Premièrement, « activation » coercitive des chômeurs par le rabotage
des prestations sociales et l’obligation d’accepter des emplois mal payés (les
« mini-jobs »). Deuxièmement, création d’un marché du travail
flexible et précaire destiné à accueillir ces nouveaux salariés des services
dans un pays dépourvu de salaire minimum ; des accords syndicaux de
branche troquent simultanément le maintien dans l’emploi des salariés de
l’industrie contre la rigueur salariale et l’aménagement du temps de travail à
la convenance de l’employeur. Ainsi cet appareil productif rendu « compétitif »
par la baisse des « coûts du
travail » et dopé par une fiscalité accommodante se tourne-t-il
vers l’exportation et la conquête des marchés émergents.
Sur le papier, ce « modèle » séduit.
Non seulement l’Allemagne présente un taux de chômage officiel très inférieur à
celui de ses voisins de l’ouest et du sud (6,9 % en avril), une balance
commerciale excédentaire, mais la chancelière Angela Merkel jouit d’une
popularité intacte après plus de sept années de pouvoir. L’inflexibilité de
Mme Merkel sur la scène européenne rassure en effet une population peu
encline à voir le produit de ses sacrifices affecté au renflouage des pays du
sud, présentés par la presse germanique comme un club de
vacances pour banqueroutiers indolents.
Mais la face sombre du « consensus de
Berlin » pourrait compromettre l’extension durable de cette
politique à l’ensemble des pays de la zone euro. Le paradis des petites et
moyennes industries est aussi celui de la précarité où quatre salariés sur dix
sont payés moins de 1000 euros par mois. Où l’imaginaire social et les
pratiques salariales cantonnent encore largement les femmes aux tâches
domestiques, agrémentées ou non d’un « petit boulot » à temps partiel ;
payées 23 % de moins que les hommes, elles représentent la majorité des
trois millions de salariés rémunérés moins de 6 euros de l’heure.

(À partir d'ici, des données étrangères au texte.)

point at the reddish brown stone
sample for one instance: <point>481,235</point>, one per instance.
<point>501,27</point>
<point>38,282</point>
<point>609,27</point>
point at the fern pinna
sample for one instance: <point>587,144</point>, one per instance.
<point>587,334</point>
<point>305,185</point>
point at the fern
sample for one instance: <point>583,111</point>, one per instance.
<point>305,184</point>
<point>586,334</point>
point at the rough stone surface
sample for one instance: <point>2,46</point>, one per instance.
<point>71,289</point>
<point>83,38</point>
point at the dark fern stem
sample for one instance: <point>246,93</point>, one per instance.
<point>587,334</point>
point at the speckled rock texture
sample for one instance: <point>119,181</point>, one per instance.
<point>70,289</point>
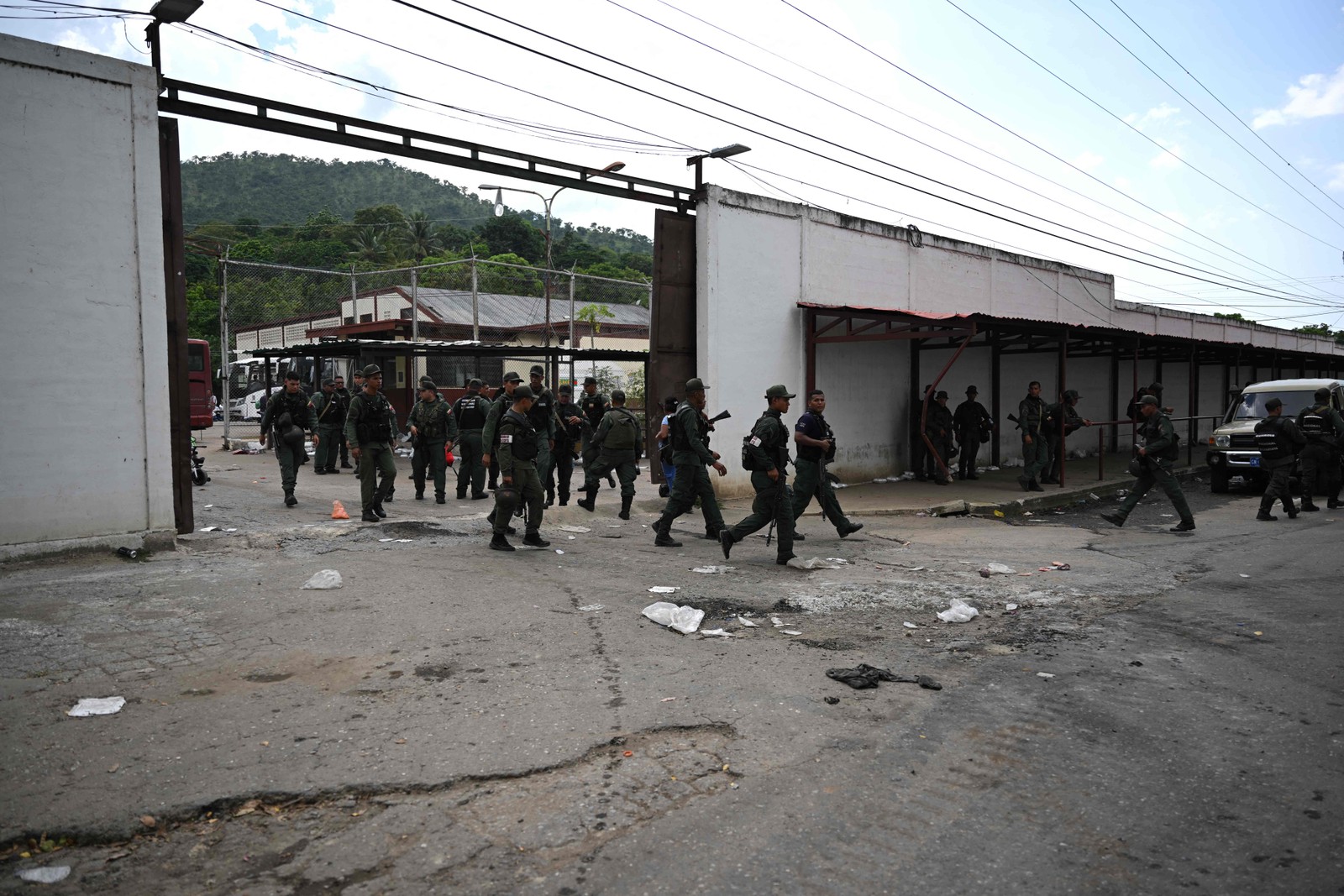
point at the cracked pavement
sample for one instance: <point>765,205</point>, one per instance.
<point>459,720</point>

Où
le vieillissement explique une part importante de la baisse du chômage — « entre
2000 et 2012, explique le journaliste économique Guillaume Duval, la
population allemande âgée de 15 à 64 ans a diminué de 1,7 million de
personnes alors qu’elle s’est accrue de 2,8 millions en France » (3).

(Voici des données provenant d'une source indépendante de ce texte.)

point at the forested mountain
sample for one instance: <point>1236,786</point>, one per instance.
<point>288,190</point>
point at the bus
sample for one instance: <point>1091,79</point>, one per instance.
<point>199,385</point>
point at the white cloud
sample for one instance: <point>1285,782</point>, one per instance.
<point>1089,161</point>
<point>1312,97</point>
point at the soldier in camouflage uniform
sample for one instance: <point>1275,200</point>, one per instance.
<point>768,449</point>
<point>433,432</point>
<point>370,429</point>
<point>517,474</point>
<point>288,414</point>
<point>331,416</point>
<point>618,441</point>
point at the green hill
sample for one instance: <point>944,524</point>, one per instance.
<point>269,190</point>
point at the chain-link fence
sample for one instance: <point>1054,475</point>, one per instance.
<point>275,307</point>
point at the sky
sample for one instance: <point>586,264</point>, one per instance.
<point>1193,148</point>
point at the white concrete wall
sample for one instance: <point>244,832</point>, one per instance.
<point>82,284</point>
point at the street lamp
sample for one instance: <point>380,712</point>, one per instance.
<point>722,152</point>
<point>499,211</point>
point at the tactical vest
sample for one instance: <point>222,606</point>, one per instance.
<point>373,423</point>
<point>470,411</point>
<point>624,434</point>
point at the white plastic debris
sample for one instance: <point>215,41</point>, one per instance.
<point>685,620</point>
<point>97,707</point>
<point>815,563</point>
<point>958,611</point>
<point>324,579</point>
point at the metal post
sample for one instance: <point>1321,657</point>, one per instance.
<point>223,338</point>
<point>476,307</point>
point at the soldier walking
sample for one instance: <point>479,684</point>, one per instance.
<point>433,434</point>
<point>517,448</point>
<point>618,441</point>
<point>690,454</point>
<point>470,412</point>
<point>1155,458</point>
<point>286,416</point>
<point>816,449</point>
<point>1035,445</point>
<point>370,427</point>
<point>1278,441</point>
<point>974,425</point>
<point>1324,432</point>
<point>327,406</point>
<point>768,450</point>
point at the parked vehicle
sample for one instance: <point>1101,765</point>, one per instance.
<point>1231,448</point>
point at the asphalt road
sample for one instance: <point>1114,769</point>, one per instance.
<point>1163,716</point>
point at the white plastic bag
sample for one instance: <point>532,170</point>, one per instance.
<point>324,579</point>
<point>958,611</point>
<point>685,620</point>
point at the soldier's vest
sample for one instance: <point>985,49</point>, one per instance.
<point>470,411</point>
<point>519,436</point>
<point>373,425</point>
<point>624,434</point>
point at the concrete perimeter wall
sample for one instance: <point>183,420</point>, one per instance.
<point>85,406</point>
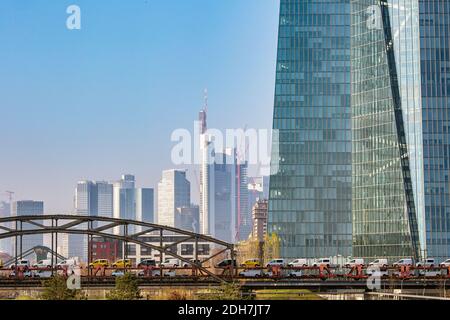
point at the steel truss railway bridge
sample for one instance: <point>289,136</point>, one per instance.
<point>126,231</point>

Même l’indicateur-totem de la réussite économique, la croissance, n’atteint pas
des niveaux propres à ravir les investisseurs. Négative au quatrième trimestre
de l’année 2012, elle est estimée par les prévisionnistes de Berlin à 0,5 %
en 2013.
Toute croyance a son église, ses prélats, ses
cardinaux. Et ses inquisiteurs, désormais installés à la tête des grandes
rédactions françaises. Critiquer le « modèle allemand », ou
simplement signaler ses à-côtés, relèverait de l’hérésie. Il a suffi qu’un
brouillon de texte du parti socialiste émette, vendredi 26 avril, des réserves
sur la politique économique menée à Berlin pour que Libération (29
avril) titre « Le PS dérape »,
son éditorialiste évoquant la convergence du« populisme », de
la « xénophobie » et d’une « douteuse
germanophobie » ; pour que Le Figaro (27-28 avril) annonce
en Une que « Le PS déclare la guerre à l’Allemagne » ; pour
que l’éditorial duMonde (28-29 avril) morigène « ce
petit jeu infantile [...]extrêmement dangereux » mêlant « démagogie » et « populisme ».

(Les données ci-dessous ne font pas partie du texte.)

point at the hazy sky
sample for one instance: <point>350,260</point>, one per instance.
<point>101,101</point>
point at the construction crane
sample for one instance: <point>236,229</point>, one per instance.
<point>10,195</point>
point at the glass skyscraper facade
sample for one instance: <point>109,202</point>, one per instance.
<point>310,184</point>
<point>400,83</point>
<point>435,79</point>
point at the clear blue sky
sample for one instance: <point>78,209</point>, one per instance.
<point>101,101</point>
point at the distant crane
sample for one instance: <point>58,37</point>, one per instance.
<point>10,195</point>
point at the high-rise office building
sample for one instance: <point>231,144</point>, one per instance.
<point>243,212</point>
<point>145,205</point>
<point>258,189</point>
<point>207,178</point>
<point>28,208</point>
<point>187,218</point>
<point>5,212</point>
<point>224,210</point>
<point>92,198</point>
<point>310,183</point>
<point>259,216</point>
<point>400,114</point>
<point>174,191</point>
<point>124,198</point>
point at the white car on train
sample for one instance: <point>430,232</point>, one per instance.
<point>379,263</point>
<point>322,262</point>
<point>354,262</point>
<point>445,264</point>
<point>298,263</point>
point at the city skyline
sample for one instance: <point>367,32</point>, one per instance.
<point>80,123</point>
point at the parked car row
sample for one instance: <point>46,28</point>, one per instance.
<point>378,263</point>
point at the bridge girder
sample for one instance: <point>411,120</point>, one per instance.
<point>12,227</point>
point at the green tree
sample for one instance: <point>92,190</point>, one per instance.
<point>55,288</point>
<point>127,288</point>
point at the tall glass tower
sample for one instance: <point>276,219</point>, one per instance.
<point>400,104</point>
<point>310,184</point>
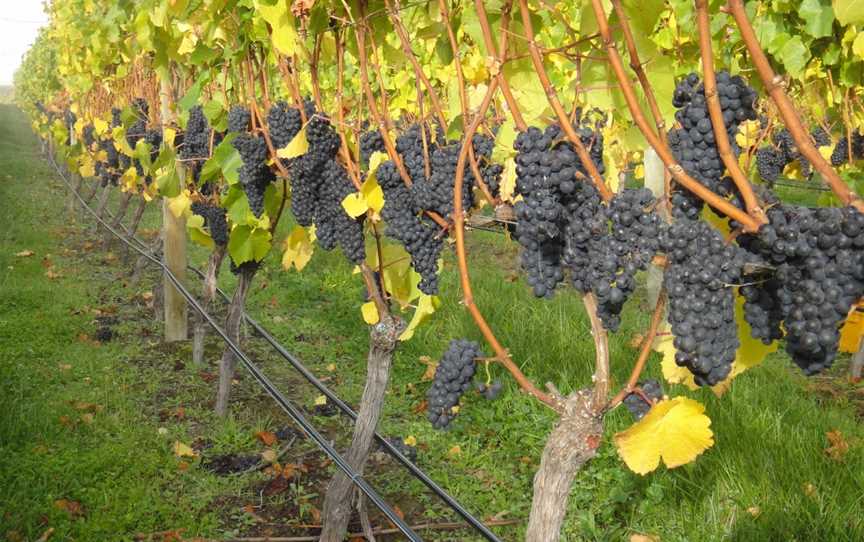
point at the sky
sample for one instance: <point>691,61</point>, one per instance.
<point>19,21</point>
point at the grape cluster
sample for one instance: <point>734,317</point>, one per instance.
<point>817,256</point>
<point>196,138</point>
<point>370,143</point>
<point>840,155</point>
<point>255,176</point>
<point>284,123</point>
<point>699,279</point>
<point>214,221</point>
<point>772,160</point>
<point>452,379</point>
<point>546,176</point>
<point>418,234</point>
<point>239,118</point>
<point>333,226</point>
<point>319,184</point>
<point>636,403</point>
<point>693,142</point>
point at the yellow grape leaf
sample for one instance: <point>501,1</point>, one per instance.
<point>355,204</point>
<point>296,147</point>
<point>129,180</point>
<point>508,181</point>
<point>168,136</point>
<point>181,204</point>
<point>197,233</point>
<point>183,450</point>
<point>425,307</point>
<point>298,249</point>
<point>675,430</point>
<point>370,313</point>
<point>86,168</point>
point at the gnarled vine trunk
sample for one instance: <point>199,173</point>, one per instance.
<point>232,328</point>
<point>118,216</point>
<point>571,444</point>
<point>338,505</point>
<point>199,332</point>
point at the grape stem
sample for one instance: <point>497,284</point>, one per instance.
<point>498,55</point>
<point>714,110</point>
<point>383,127</point>
<point>459,233</point>
<point>774,85</point>
<point>644,350</point>
<point>678,173</point>
<point>463,100</point>
<point>552,97</point>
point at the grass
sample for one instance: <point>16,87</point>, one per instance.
<point>767,478</point>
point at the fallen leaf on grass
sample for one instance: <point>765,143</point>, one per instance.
<point>266,437</point>
<point>86,407</point>
<point>183,450</point>
<point>73,508</point>
<point>838,445</point>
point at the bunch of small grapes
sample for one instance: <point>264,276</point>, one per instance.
<point>452,379</point>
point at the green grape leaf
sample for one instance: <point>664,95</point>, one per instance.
<point>248,243</point>
<point>818,18</point>
<point>849,11</point>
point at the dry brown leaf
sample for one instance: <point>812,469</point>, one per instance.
<point>73,508</point>
<point>838,446</point>
<point>266,437</point>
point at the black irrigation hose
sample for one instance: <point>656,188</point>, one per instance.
<point>263,381</point>
<point>416,471</point>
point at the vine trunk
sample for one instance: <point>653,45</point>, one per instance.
<point>232,328</point>
<point>383,339</point>
<point>571,444</point>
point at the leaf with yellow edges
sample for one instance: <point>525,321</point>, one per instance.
<point>296,147</point>
<point>425,307</point>
<point>370,313</point>
<point>298,249</point>
<point>181,204</point>
<point>355,204</point>
<point>675,430</point>
<point>197,233</point>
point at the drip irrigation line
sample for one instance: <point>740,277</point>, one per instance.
<point>418,473</point>
<point>263,381</point>
<point>310,377</point>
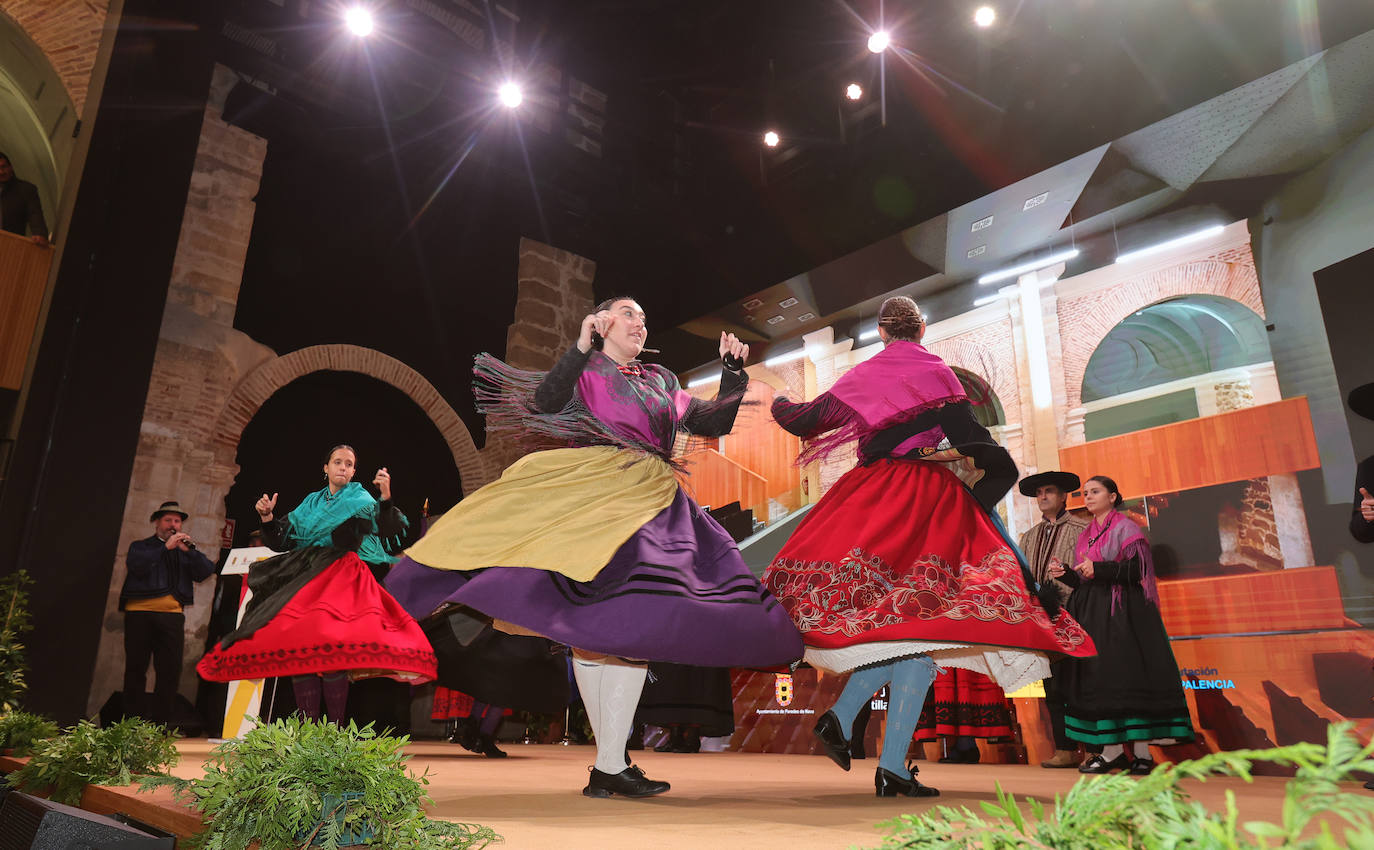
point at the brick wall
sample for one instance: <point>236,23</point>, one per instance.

Et pour que le directeur du Point (2 mai), Franz-Olivier Giesbert,
mal remis d’une condamnation
pour diffamation, conjure les puissances malfaisantes de
l’hétérodoxie avec son sens
coutumier de la mesure :« Mélangez morphine,
hallucinogènes, paresse intellectuelle et vous aurez le texte du PS, un
copier-coller des bouffonneries involontaires que l’on peut lire dans Le
Monde diplomatique ou dans Alternatives économiques, nos deux bibles
du vaudouisme appliqué aux finances publiques. »
S’ils ont le diable en tête, faut-il également
exorciser les lecteurs du « Monde diplomatique » ?
(1) Olivier Blanchard and Daniel Leigh « Growth
Forecast Errors and Fiscal Multipliers » (PDF), IMF
working paper, janvier 2013.
(2) Cf. par exemple « Une erreur
dans une étude sur l’austérité dégomme les idées reçues »,
Lemonde.fr, 17 avril 2013.
(3) Guillaume Duval, Made in Germany. Le Modèle allemand au-delà
des mythes, Seuil, Paris, 2013, p. 184. Les données de la phrase précédente
sont également tirées de cet ouvrage, p. 67.